So, maybe its our behavior in negotiations that makes us greedy. Ms. Lawrence says, “I would be lying if I didn’t say there was an element of wanting to be liked that influenced my decision to close the deal without a real fight. I didn’t want to seem ‘difficult’ or ‘spoiled.’” Well, that doesn’t sound particularly greedy. In fact, that she could earn over $50 million “without a real fight” is a testament to how valuable she was to the studios that made so much off of her talents.

I think the biggest problem I have with the “greed” label is that it is almost always based on a distortion of how we talk about other people’s pay. We talk as if money is awarded from on high according to some plan, like a pie divided by a parent, and some people hog extra slices for themselves. The implication is that things would be better if we simply changed the plan, or how the pie was allocated. But there is no “we,” there is no plan, and the pie is not fixed.

Pay is one person deciding to spend their money on another person based on what they negotiate. Some people negotiate harder than others, and no doubt make a little more by doing so. But no matter how many negotiating courses a junior manager aces, she will never negotiate a senior executive’s salary. (Nor will he.) Conversely, a CEO can easily get a contract for millions, or tens of millions, for running a large company without a real fight, although they often do fight for a little more.

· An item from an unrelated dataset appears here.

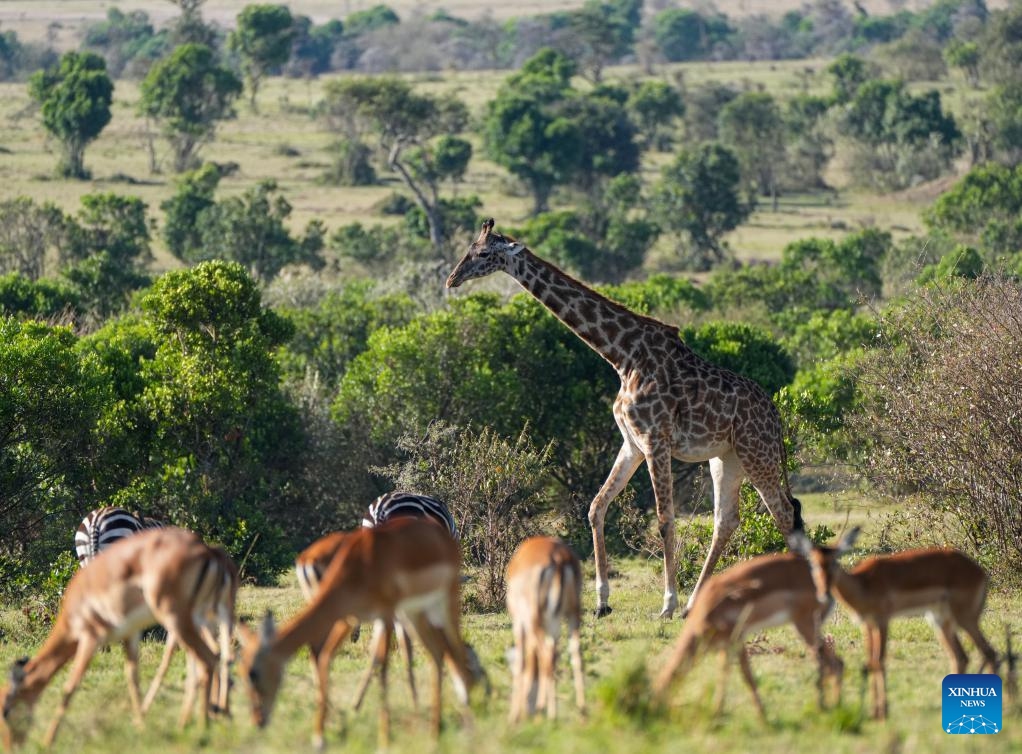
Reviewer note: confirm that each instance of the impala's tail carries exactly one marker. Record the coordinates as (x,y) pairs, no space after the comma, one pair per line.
(1011,671)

I am aware that when it comes to CEO pay, the bosses are commonly assumed to be dealing with boards that are stupid, lazy or corrupt. I also know from personal experience that this is generally—though not always—false. CEOs make what they negotiate, and sometimes less than they ask for. (In business, boards actually expect their senior officers–male or female–to be good negotiators.) But more to the point, how hard is it to imagine that someone running a sprawling multi-national might be as valuable as a 25 year-old actor?

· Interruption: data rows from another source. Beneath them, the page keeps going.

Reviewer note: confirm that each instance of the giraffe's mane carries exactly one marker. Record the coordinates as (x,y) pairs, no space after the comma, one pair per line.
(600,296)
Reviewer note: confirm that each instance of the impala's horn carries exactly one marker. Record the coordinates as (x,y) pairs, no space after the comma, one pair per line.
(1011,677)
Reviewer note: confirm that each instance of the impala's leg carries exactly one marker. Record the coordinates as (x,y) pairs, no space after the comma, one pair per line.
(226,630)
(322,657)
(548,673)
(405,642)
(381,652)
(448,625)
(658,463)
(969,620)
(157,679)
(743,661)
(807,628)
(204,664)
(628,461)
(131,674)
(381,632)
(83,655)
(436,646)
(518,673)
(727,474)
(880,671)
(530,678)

Politicians know they can always score points by lambasting “fat cats.” They are pushing a button we all have about people making much more than we do. It offends our sense of fairness. But our reactions to the high pay of others, I think, say more about us than it does about them. Most of us pursue our opportunities, limited they may be, with reasonable dedication towards ending up ahead. Some of us work hard to create more opportunity for ourselves. That is called being ambitious, which I think is a poor synonym for greed. Some of us are fortunate enough to have terrific opportunities, and more than a little luck, to make a lot of money. It doesn’t make sense to assign “greed” via lottery.

So, no, Jennifer Lawrence is not greedy for having earned $52 million last year. She would not be greedy to push for equal pay with her male co-stars. She would not be greedy to end up with substantially more than her male co-stars, as she does in her new film with Chris Pratt. Some people are, in fact, worth tens of millions of dollars. You or I might not think they are. But it doesn’t matter what you or I think. What matters is what the person writing the check thinks.

If I were in a position to say, “Yeah, I’m pushing for the extra million,” I might do it. But I would be wary of pushing too hard. Being intimately involved with pay negotiations, I know that there are many, many things that drive pay, most of which is not calculable from the job description. And some of which is genuinely unfair.